I work in local search at Microsoft which means, like all those working in this space, I have to deal with an identity crisis on a daily basis. Currently, most local search products - like Bing's and Google's - leverage multiple data sets to derive a digital model of the world that users can then interact with. In creating this digital model, multiple statements have to be conflated to form a unified representation. This can be extremely challenging for two reasons. Firstly, the system has to decided when two records are intended to denote the same real world entity. Secondly, the designers of the system have to determine what real world entities are and how to describe them.
For example, if a business moves is that the same business or the closure of one and the opening of another? What does it mean to categorize a business? The cafe in Barnes and Noble is branded Starbucks but isn't actually part of the Starbucks chain - should is surface as a separate entity or is it 'hidden' within the bookshop as an attribute ('has cafe')?

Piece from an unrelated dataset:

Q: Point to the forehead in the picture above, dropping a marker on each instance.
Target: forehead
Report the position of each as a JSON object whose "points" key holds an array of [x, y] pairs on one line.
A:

Thinking through these hard representational problems is as much part of the transformative trends going on in the tech industry as are those characterized by terms like 'big data' and 'data scientist'.

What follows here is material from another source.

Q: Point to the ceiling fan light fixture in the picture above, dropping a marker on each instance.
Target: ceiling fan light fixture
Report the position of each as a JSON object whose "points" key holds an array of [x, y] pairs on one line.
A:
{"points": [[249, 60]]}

Another example can be found in my recent interaction with spotify where I have the option of the following albums from Rush:
The only distinction I can see here is, upon drilling down, the tracks appear to have been published by different sources. They are, as far as I can tell, identical in all ways. There is a slight variation in the cover art that, if you squint a little you may be able to perceive.
As the online world continues to move towards knowledge the Ph in PhD will become more and more useful.